Study Finds Why Our Brains Flip Over Optical Illusions
People have always been fascinated by optical illusions.
People have always been fascinated by optical illusions. These are images that appear to be one picture for one moment, and then look something entirely different the next.
But scientists, until now, had never quite been able to put a finger on how our brain flips between the two images.
Now researchers from University College London are one step closer to answering why, with the discovery of what may be the relevant brain region.
The precise neural mechanism is unknown but it plays a major role in perception by acting as a sort of reality check, says Ryota Kanai.

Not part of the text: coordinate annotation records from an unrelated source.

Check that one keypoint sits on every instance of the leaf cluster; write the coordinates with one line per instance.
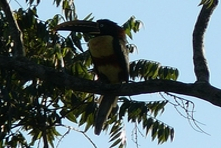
(35, 107)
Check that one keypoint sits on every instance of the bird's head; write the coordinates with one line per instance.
(99, 28)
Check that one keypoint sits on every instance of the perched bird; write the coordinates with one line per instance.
(109, 56)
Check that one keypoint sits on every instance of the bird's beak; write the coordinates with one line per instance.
(79, 26)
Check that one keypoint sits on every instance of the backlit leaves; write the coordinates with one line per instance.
(145, 69)
(132, 25)
(37, 107)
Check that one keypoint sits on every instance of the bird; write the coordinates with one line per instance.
(110, 58)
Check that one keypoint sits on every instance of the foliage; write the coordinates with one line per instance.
(37, 107)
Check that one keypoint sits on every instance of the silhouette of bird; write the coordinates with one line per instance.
(109, 56)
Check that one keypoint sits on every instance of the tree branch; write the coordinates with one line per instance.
(16, 34)
(30, 70)
(200, 64)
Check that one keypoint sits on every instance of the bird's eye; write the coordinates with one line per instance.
(101, 25)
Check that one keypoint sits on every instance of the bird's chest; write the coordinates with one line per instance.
(101, 46)
(105, 59)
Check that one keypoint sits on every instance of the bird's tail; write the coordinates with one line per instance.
(104, 110)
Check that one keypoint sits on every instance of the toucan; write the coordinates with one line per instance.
(109, 56)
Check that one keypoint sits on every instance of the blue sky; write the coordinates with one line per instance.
(167, 38)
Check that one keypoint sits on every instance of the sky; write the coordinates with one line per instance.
(166, 38)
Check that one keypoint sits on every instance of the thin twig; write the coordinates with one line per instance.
(16, 34)
(77, 130)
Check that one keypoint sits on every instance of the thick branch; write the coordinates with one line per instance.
(200, 64)
(16, 34)
(60, 79)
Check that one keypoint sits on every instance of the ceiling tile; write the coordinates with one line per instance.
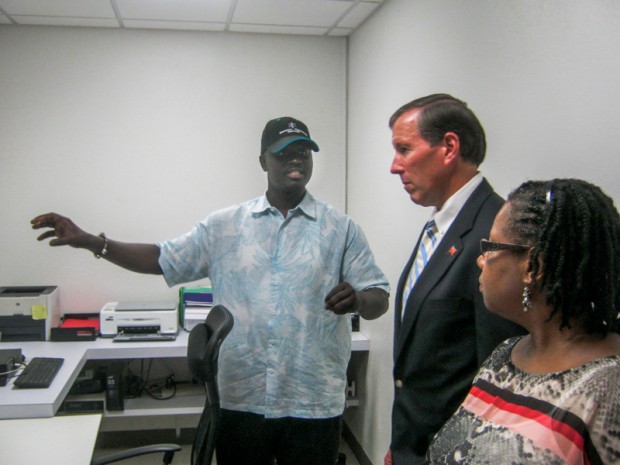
(175, 25)
(340, 31)
(291, 12)
(177, 10)
(271, 29)
(358, 14)
(76, 8)
(62, 21)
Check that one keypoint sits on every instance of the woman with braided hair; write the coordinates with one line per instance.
(552, 265)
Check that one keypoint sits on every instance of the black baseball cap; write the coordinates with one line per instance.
(280, 132)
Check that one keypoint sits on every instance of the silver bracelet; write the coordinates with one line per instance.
(104, 250)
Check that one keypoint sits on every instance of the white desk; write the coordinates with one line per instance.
(49, 441)
(42, 403)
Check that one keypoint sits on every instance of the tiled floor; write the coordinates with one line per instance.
(107, 446)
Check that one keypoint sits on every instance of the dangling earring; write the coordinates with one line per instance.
(527, 296)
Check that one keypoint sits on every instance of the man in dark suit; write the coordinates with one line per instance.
(442, 330)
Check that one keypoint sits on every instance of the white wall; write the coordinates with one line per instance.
(542, 76)
(141, 134)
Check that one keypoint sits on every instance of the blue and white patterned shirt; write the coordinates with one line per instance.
(286, 355)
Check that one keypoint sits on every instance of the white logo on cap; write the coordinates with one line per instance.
(292, 128)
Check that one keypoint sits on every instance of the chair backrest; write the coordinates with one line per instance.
(204, 343)
(203, 350)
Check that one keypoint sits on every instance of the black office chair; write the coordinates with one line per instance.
(203, 350)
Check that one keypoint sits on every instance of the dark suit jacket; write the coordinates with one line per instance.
(446, 332)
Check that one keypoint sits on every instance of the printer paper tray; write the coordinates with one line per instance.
(140, 337)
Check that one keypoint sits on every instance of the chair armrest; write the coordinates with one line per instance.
(167, 449)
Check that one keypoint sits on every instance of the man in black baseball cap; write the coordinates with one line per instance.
(290, 268)
(281, 132)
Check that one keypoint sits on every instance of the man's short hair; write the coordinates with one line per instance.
(442, 113)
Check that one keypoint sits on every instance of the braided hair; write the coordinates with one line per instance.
(574, 229)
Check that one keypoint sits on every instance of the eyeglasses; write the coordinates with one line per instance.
(489, 246)
(289, 153)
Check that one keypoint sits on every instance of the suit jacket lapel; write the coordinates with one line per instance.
(444, 255)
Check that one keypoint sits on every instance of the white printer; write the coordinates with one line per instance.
(28, 313)
(128, 321)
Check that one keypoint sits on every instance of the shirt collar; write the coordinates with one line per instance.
(307, 206)
(451, 208)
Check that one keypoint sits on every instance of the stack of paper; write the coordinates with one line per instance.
(196, 304)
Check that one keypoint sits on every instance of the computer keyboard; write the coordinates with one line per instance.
(39, 373)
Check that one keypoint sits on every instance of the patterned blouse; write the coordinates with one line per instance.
(512, 417)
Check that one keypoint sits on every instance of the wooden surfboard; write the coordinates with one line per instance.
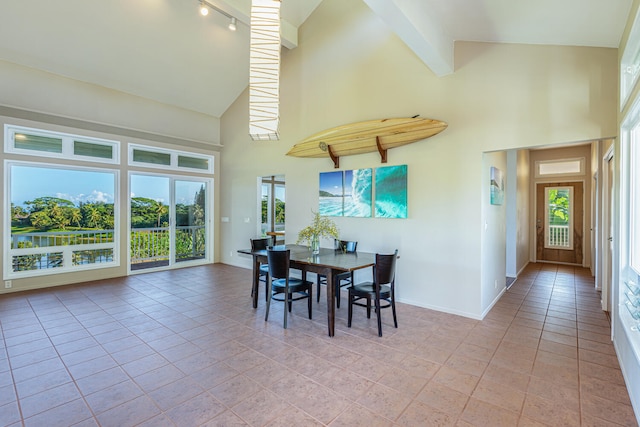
(365, 137)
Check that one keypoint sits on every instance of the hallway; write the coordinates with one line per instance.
(185, 348)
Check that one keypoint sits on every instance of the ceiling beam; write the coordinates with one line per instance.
(413, 23)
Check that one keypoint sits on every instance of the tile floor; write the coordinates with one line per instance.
(185, 348)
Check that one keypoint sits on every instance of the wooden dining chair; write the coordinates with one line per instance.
(262, 244)
(381, 289)
(283, 287)
(342, 279)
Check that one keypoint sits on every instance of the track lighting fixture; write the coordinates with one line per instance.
(204, 11)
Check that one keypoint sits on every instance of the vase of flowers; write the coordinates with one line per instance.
(321, 226)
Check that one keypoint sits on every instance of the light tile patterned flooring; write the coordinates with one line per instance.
(185, 348)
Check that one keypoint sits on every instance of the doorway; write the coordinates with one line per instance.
(168, 221)
(560, 222)
(272, 207)
(607, 226)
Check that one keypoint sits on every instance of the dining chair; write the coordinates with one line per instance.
(283, 287)
(381, 289)
(257, 245)
(342, 279)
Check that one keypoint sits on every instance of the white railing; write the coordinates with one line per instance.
(152, 244)
(558, 236)
(67, 249)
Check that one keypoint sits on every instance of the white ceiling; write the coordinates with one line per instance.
(165, 51)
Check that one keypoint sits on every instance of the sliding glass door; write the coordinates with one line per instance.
(169, 221)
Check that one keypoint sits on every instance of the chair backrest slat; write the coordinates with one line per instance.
(346, 246)
(261, 244)
(278, 263)
(385, 268)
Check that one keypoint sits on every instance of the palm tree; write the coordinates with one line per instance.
(76, 216)
(94, 217)
(160, 210)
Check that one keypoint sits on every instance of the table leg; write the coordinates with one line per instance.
(256, 281)
(331, 301)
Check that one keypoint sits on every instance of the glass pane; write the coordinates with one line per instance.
(37, 262)
(152, 157)
(558, 217)
(191, 210)
(60, 207)
(279, 207)
(193, 162)
(38, 143)
(89, 149)
(150, 237)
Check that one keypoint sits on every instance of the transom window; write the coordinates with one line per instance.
(140, 155)
(36, 142)
(560, 167)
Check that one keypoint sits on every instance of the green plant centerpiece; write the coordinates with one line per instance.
(321, 226)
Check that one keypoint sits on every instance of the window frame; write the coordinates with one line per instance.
(66, 250)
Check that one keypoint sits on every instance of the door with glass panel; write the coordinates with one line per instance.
(169, 218)
(559, 222)
(272, 206)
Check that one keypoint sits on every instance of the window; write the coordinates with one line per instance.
(560, 167)
(272, 205)
(62, 219)
(152, 157)
(35, 142)
(559, 218)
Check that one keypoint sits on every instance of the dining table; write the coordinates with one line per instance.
(328, 262)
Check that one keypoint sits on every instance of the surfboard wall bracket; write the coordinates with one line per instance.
(382, 151)
(334, 158)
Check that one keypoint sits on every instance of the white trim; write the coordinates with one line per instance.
(630, 62)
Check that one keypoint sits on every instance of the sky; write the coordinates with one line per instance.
(29, 183)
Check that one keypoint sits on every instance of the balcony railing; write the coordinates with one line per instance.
(558, 236)
(151, 245)
(46, 250)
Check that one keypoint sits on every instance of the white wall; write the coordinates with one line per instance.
(38, 91)
(494, 234)
(517, 238)
(350, 67)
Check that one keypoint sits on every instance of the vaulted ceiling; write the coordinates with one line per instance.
(164, 50)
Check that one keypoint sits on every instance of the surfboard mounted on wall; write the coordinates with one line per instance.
(366, 137)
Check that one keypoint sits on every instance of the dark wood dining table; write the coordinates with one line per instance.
(328, 262)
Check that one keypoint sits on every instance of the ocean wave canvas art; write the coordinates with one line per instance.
(346, 193)
(391, 192)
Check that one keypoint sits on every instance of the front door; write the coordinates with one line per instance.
(559, 222)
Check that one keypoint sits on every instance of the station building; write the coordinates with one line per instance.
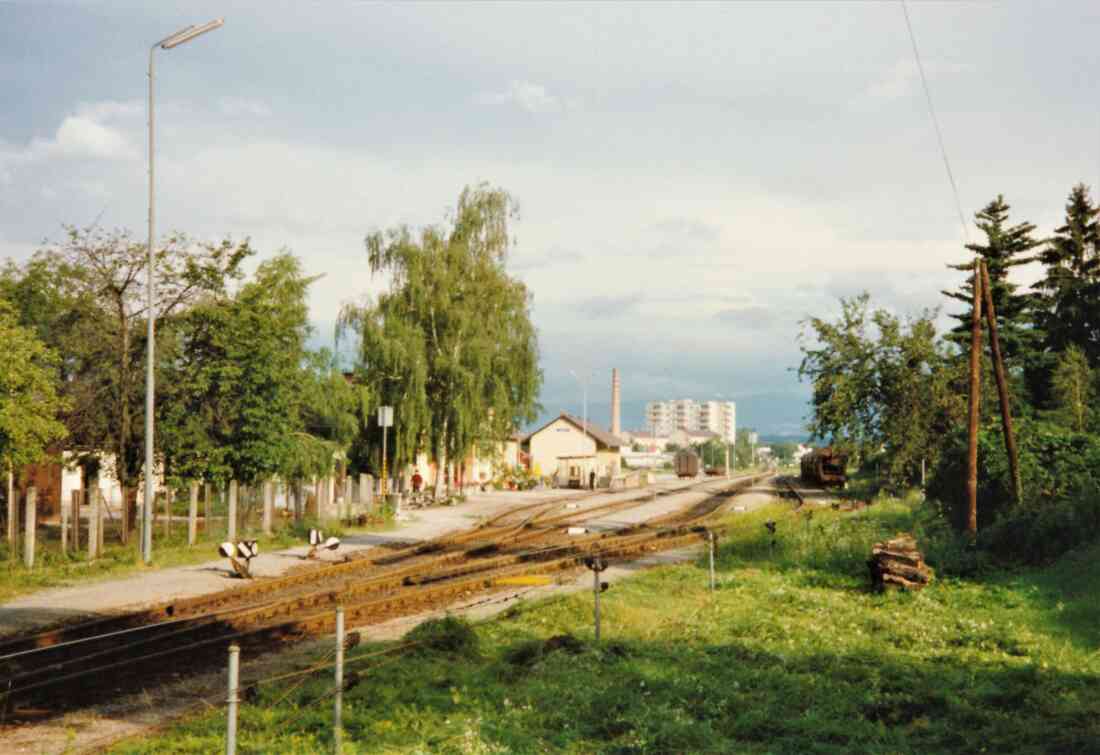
(570, 449)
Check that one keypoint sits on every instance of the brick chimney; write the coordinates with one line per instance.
(616, 414)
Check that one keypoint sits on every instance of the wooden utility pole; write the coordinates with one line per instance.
(193, 514)
(971, 478)
(29, 526)
(1002, 386)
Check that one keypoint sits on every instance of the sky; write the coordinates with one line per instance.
(693, 179)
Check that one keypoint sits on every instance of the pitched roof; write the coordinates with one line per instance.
(595, 431)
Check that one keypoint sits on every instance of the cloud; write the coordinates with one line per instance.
(237, 107)
(89, 133)
(525, 95)
(691, 229)
(554, 256)
(903, 78)
(749, 317)
(609, 306)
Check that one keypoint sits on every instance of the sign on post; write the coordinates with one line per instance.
(385, 419)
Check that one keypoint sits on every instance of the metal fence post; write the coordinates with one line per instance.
(711, 537)
(29, 524)
(268, 489)
(338, 702)
(234, 673)
(193, 514)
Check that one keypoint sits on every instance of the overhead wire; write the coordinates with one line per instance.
(935, 122)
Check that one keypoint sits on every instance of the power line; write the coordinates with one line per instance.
(935, 122)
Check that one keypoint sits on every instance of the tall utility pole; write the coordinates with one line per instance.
(971, 478)
(1002, 385)
(146, 522)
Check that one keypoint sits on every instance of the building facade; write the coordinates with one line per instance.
(715, 416)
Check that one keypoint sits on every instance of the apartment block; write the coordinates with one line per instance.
(715, 416)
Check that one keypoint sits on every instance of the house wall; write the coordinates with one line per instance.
(558, 438)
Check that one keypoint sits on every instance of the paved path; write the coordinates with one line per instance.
(87, 599)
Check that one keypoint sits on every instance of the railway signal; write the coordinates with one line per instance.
(318, 542)
(240, 556)
(596, 565)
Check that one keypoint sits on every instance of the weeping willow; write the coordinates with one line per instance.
(450, 346)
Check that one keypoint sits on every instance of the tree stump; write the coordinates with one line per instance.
(899, 564)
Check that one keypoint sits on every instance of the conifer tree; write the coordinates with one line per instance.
(1005, 247)
(1068, 302)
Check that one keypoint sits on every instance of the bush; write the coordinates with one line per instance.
(1060, 476)
(450, 634)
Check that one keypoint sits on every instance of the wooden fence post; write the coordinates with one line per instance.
(75, 518)
(12, 512)
(66, 513)
(29, 524)
(268, 505)
(231, 531)
(193, 514)
(124, 515)
(95, 525)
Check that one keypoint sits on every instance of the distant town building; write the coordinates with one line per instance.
(569, 448)
(715, 416)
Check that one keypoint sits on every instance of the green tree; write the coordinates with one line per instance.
(1068, 303)
(30, 400)
(450, 345)
(839, 361)
(1005, 247)
(881, 383)
(87, 292)
(1074, 389)
(238, 380)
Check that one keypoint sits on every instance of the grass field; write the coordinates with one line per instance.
(792, 654)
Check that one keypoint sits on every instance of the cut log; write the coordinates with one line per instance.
(899, 564)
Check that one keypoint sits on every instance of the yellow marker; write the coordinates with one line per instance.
(525, 580)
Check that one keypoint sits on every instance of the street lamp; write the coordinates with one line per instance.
(584, 385)
(146, 524)
(724, 436)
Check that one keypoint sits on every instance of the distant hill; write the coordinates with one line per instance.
(777, 417)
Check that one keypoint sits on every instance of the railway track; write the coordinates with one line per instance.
(68, 666)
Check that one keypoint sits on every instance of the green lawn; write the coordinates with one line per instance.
(791, 655)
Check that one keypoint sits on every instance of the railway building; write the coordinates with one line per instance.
(569, 448)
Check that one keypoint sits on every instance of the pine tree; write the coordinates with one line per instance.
(1066, 306)
(1005, 247)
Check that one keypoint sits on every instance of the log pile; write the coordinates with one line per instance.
(899, 564)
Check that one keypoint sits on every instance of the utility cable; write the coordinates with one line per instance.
(935, 122)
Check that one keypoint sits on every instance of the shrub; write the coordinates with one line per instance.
(450, 634)
(1060, 476)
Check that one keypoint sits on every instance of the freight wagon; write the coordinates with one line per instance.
(686, 463)
(825, 467)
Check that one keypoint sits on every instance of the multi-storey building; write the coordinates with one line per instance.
(716, 416)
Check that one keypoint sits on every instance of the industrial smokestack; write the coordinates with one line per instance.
(616, 415)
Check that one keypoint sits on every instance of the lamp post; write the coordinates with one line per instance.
(725, 437)
(146, 523)
(584, 386)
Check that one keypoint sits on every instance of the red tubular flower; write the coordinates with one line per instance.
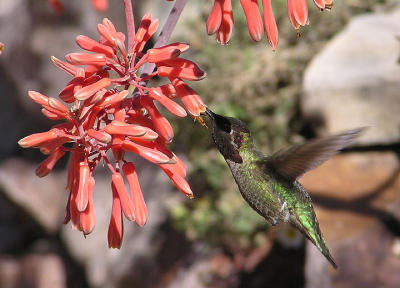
(220, 20)
(297, 12)
(271, 30)
(254, 22)
(101, 113)
(99, 5)
(87, 219)
(215, 19)
(136, 193)
(224, 32)
(116, 227)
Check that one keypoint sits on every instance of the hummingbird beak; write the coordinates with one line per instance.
(210, 114)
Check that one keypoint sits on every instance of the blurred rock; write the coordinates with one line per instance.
(354, 205)
(43, 199)
(33, 271)
(104, 266)
(355, 80)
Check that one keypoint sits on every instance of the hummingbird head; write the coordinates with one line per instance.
(228, 134)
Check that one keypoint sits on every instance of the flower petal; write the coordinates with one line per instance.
(271, 30)
(138, 202)
(116, 226)
(215, 18)
(253, 17)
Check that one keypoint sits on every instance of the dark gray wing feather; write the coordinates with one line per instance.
(293, 162)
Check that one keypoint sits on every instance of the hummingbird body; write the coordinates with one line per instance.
(269, 183)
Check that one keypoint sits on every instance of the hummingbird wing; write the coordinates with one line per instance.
(295, 161)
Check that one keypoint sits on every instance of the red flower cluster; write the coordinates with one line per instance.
(99, 5)
(220, 21)
(119, 114)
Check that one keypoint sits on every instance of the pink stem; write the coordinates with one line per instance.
(130, 25)
(166, 32)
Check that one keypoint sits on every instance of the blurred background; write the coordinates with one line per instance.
(342, 73)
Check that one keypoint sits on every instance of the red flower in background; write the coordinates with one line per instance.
(103, 113)
(220, 20)
(99, 5)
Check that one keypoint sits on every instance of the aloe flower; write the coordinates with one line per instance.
(99, 5)
(220, 20)
(101, 112)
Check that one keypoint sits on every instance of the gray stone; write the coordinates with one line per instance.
(356, 205)
(32, 270)
(44, 199)
(355, 80)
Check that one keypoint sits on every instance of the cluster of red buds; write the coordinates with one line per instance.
(118, 113)
(220, 20)
(99, 5)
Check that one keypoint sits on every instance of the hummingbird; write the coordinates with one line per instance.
(269, 184)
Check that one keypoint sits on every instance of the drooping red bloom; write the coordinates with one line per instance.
(103, 112)
(220, 20)
(99, 5)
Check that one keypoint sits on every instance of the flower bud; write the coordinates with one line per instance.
(37, 139)
(116, 226)
(67, 67)
(88, 91)
(91, 45)
(161, 54)
(139, 204)
(83, 192)
(149, 154)
(47, 165)
(171, 106)
(86, 59)
(87, 219)
(184, 73)
(215, 18)
(126, 203)
(271, 30)
(113, 99)
(100, 136)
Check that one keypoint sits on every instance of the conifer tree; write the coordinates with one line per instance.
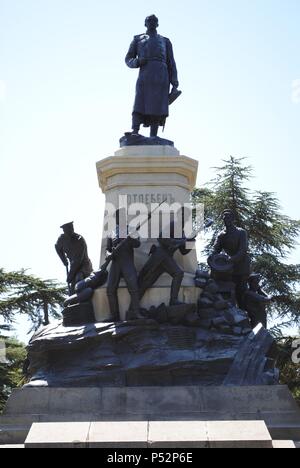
(272, 235)
(21, 293)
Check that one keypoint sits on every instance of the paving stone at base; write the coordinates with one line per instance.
(286, 444)
(11, 446)
(118, 434)
(58, 435)
(177, 434)
(238, 434)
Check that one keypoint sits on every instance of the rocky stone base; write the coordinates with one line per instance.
(144, 352)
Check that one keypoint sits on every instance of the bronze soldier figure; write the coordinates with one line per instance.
(256, 301)
(153, 55)
(234, 242)
(72, 250)
(123, 267)
(161, 261)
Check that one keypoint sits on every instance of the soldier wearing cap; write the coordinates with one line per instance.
(234, 242)
(162, 261)
(123, 267)
(72, 250)
(153, 55)
(256, 300)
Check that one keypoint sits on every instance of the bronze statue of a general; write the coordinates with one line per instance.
(153, 55)
(72, 250)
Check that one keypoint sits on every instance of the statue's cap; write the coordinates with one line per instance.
(67, 225)
(228, 211)
(154, 17)
(255, 276)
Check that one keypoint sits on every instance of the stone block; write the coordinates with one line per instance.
(58, 435)
(238, 434)
(120, 434)
(284, 444)
(177, 434)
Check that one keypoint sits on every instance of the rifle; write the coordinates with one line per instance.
(69, 285)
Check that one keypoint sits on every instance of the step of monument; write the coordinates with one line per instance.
(12, 446)
(150, 434)
(13, 435)
(284, 444)
(285, 432)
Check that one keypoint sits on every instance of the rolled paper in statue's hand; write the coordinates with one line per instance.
(83, 296)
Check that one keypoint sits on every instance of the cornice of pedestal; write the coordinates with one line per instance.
(142, 160)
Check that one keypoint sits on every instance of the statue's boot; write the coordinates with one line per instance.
(134, 310)
(175, 289)
(114, 307)
(154, 130)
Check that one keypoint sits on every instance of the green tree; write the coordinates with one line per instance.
(273, 235)
(21, 293)
(11, 371)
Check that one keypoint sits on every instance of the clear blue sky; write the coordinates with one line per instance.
(66, 97)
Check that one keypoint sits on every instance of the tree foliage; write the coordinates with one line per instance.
(21, 293)
(11, 371)
(272, 234)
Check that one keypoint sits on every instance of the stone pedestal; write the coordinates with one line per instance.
(148, 175)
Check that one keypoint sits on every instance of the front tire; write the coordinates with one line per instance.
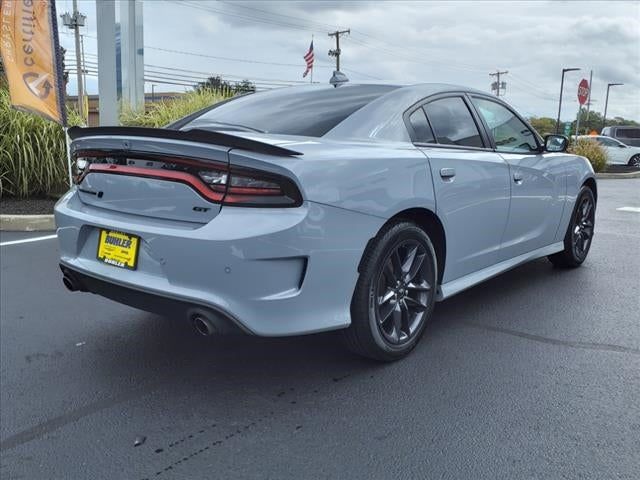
(577, 240)
(395, 293)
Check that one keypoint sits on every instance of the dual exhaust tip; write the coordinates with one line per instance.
(202, 322)
(71, 283)
(203, 325)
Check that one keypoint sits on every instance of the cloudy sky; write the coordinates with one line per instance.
(457, 42)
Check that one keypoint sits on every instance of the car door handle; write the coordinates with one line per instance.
(517, 177)
(447, 172)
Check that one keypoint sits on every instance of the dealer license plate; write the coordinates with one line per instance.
(118, 249)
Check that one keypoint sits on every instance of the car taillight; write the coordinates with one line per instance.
(252, 188)
(215, 181)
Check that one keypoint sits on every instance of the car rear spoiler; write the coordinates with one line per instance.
(195, 135)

"We need a trigger to prompt possible different interpretations so that we don't get stuck with a potentially incorrect interpretation of the world," New Scientist quoted Kanai as saying.
The team asked 52 volunteers to watch a video of a revolving sphere and press a button when the rotation of the sphere appeared to change direction.
However, the sphere was not changing direction; it could simply be perceived to be rotating in either direction.
Using MRI, they found that two areas (superior parietal lobes (SPL) towards the back of the head known to control attention and process three-dimensional images were highly active. People whose cortex was thicker and better connected in this region had faster switch rates.
And if either lobe was inactivated, the switch rate slowed down.
So either the SPL is sending a signal to 'reset' the illusion or it could be that people with a large SPL are better at noticing other possible interpretations for the ambiguous sphere, said Kanai.
Andrew Parker at the University of Oxford reckons there is more to be done to confirm that the region is directly involved in provoking these perceptual changes.